I originally reported and discussed the problem in this post: https://openacs.org/forums/message-view?message_id=127088

At the time I was using AOLserver 3.4.2, which apparently didn't have the patches to deal with various character set issues, but I have since had similar problems with AOLserver 4.

I've resorted to an extremely ugly workaround, but it does work as a brute force method.  I use a procedure to map those particular characters into empty strings.

However, I've been unable to completely filter the characters out *before* inserting the text into the database.  For some reason I have to pull the text back out, run the filter, and then re-insert it into the database.

It seems that on the first pass some of the characters get mapped into other artifact characters that are then successfully removed on the second pass.  Like I said, it's UGLY, but it's the only thing I've been able to do to get it to work.
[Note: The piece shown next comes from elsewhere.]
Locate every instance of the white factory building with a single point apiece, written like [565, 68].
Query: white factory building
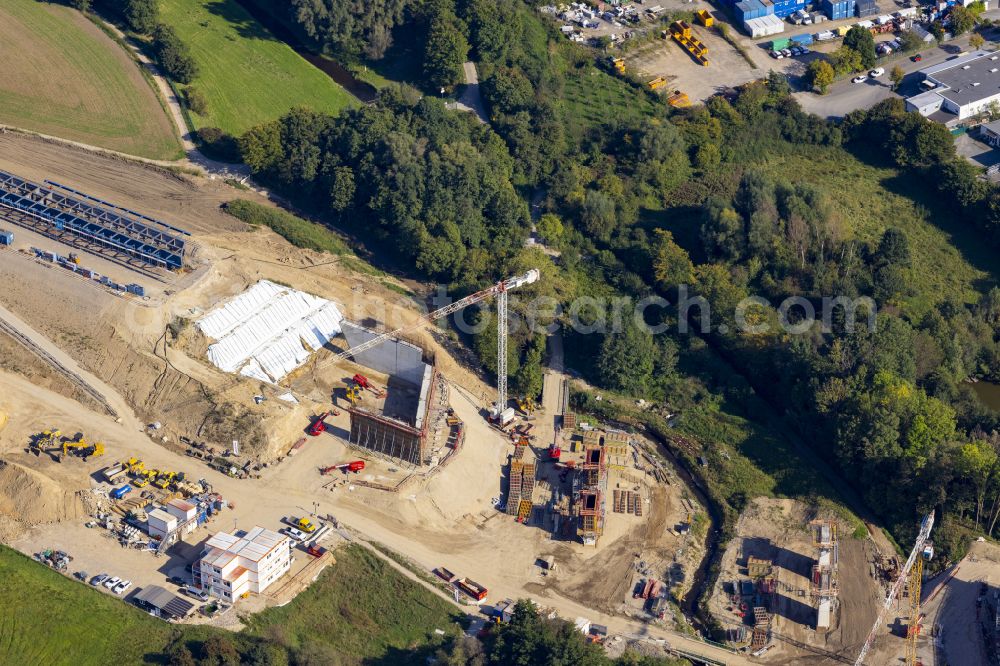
[959, 88]
[234, 565]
This is my current string mapping: [string map [list \201 {}    \215 {}    \217 {}    \220 {}    \235 {}    \240 {}    \255 {}    \263 {}    \302 {}    \303 {}    \305 {}    \352 {}    \601 {}    \605 {}    \617 {}    \620 {}    \635 {}    \640 {}    \655 {}    \702 {}    \703 {}    \705 {}] $string]

I've had to add additional characters as they cropped up during editing, but at this point I haven't come across a new one in a while.

Collapse
Posted by Jeff Lu on
It seems the problem is utf-8 encoding.
Try to enable that in your config tcl. What version of aol are you using?
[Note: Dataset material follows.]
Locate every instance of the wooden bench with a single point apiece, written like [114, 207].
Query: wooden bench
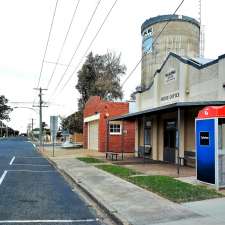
[112, 155]
[189, 158]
Anyways try adding these to config.tcl if you are on aol4.

ns_param HackContentType 1
ns_param DefaultCharset utf-8
ns_param HttpOpenCharset utf-8
ns_param OutputCharset utf-8
ns_param URLCharset utf-8

Otherwise you can go back to aol3.3ad13, that should also fix the problem c",)

--Jeff

Collapse
Posted by Jeff Lu on
Oh also, I don't think database encoding will affect it.
I used aol4 + pg 7.3.3 (SQL_ASCII).
With that setup encountered the same problems you mentioned before.
Then, I did the above stuff I posted and it solved it.

Cheers!

Jeff,

Thanks, that solved the problem!

--cro

Well, changing to UTF-8 actually masks the problem.

I have an RSS feed for this blog.  Visiting the RSS feed generates the following:

The XML page cannot be displayed
Cannot view XML input using XSL style sheet. Please correct the error and then click the Refresh button, or try again later.
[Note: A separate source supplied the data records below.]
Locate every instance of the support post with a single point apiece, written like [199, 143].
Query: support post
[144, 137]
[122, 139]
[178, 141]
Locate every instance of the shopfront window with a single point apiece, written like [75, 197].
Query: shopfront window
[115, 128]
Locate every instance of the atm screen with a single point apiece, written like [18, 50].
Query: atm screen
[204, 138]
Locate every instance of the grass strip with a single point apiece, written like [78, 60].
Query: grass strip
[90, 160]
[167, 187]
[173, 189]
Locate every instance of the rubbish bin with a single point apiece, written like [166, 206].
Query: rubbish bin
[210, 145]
--------------------------------------------------------------------------------

An invalid character was found in text content. Error processing resource 'http://ncbt.org/family/abbyblog/rss/rss.xml';. Line 20, Position 25

Now this is actually an IE error.  I can visit the page in Mozilla, but Mozilla shows many of the spaces in the blog as a question mark inside a triangle.  If I look at the rss.xml file directly, a lot of spaces have been replaced by hex character A0, which on Windows is a space of some kind.  These characters exist in the database as well.

So this seems to be coming directly from the form post.  Is something odd going on with IE?  Should the content type be hacked to iso-8859-1 instead?